Senior ministers reportedly believe Holden will end its manufacturing operations within three or four years regardless of whether the Federal Government offers it financial assistance for the future.
The Fairfax report says the ministers' perceived view of Holden's supposed planned exit has created divisions within the government, with some opposed to giving the embattled car maker further funding.
One minister reportedly revealed Holden is pushing the government for “in excess of $200 million” per year from 2015 after the expiry of the current funding agreement, flaming further resistance among economic decision-makers.
Holden today refused to comment on the report, offering only that it is “continuing talks with the government and won’t speculate on any deadlines or future production plans”.

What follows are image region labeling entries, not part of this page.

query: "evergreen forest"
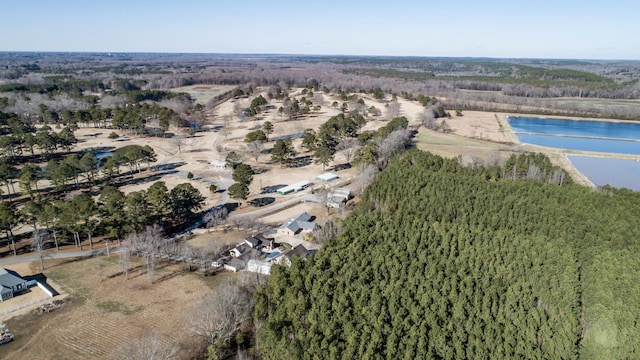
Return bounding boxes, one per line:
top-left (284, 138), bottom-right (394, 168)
top-left (254, 149), bottom-right (640, 359)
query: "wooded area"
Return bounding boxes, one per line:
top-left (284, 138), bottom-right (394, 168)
top-left (255, 150), bottom-right (640, 359)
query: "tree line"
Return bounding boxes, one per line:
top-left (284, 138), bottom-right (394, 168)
top-left (254, 150), bottom-right (640, 359)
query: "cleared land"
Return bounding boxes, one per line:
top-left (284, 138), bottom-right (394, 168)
top-left (0, 89), bottom-right (636, 359)
top-left (171, 84), bottom-right (235, 105)
top-left (0, 257), bottom-right (230, 360)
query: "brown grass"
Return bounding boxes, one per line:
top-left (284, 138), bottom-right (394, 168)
top-left (0, 257), bottom-right (234, 359)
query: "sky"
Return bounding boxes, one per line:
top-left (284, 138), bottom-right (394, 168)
top-left (5, 0), bottom-right (640, 60)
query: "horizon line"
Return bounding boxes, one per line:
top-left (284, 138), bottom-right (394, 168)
top-left (0, 50), bottom-right (640, 62)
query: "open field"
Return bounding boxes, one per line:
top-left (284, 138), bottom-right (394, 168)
top-left (0, 257), bottom-right (235, 359)
top-left (171, 84), bottom-right (235, 105)
top-left (5, 86), bottom-right (640, 359)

Comments from former industry minister Kim Carr flamed the fire yesterday, with the influential figure calling on the government to reach a co-investment deal with Holden before the release of the Productivity Commission’s preliminary report on December 20.

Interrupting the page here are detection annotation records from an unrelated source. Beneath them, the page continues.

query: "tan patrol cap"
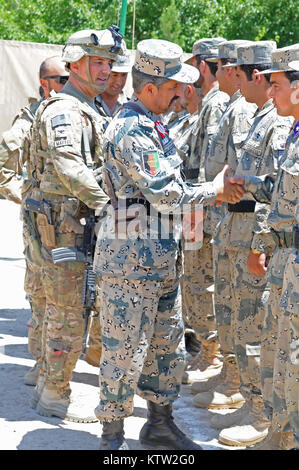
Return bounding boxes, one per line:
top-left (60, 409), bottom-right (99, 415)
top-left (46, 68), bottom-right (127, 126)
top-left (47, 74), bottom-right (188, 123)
top-left (111, 52), bottom-right (133, 73)
top-left (62, 26), bottom-right (126, 63)
top-left (211, 39), bottom-right (253, 67)
top-left (289, 60), bottom-right (299, 72)
top-left (257, 44), bottom-right (299, 75)
top-left (192, 37), bottom-right (226, 61)
top-left (134, 39), bottom-right (199, 83)
top-left (233, 41), bottom-right (276, 67)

Carr said inactivity from the government before Holden parent company General Motors’ board meeting in Detroit next month could prove fatal for the local car maker.
“It may well be that as soon as the December meeting, a decision is taken to actually wind down manufacturing facilities in this country,” Carr said.
The decision of Holden chairman and managing director Mike Devereux to leave the company at the end of this year for a new role in China has also reportedly made some ministers sceptical of the car maker’s commitment to Australian manufacturing.
The news comes just hours after Toyota Australia announced that it is taking “urgent action” in seeking a variation of the terms and conditions of its workplace agreement in its attempts to cut $3800 from the cost of every car it builds to increase its global competitiveness and improve the long-term viability of its local operations.
Australian Manufacturing Workers’ Union assistant federal secretary David Smith told CarAdvice yesterday Toyota has expressed it would be tough for it to continue building cars in Australia if Holden ceased production, insisting that government support is the key to the industry’s future.
“We did speak to [Toyota] about what happens if Holden left. They’ve indicated that if that was the case they would probably find it very difficult to continue to operate in this country,” Smith said.
“But certainly they’ve made it quite clear that if there wasn’t government support available like there is in every other country in the world that has a vehicle manufacturing industry that would lead to the closure.”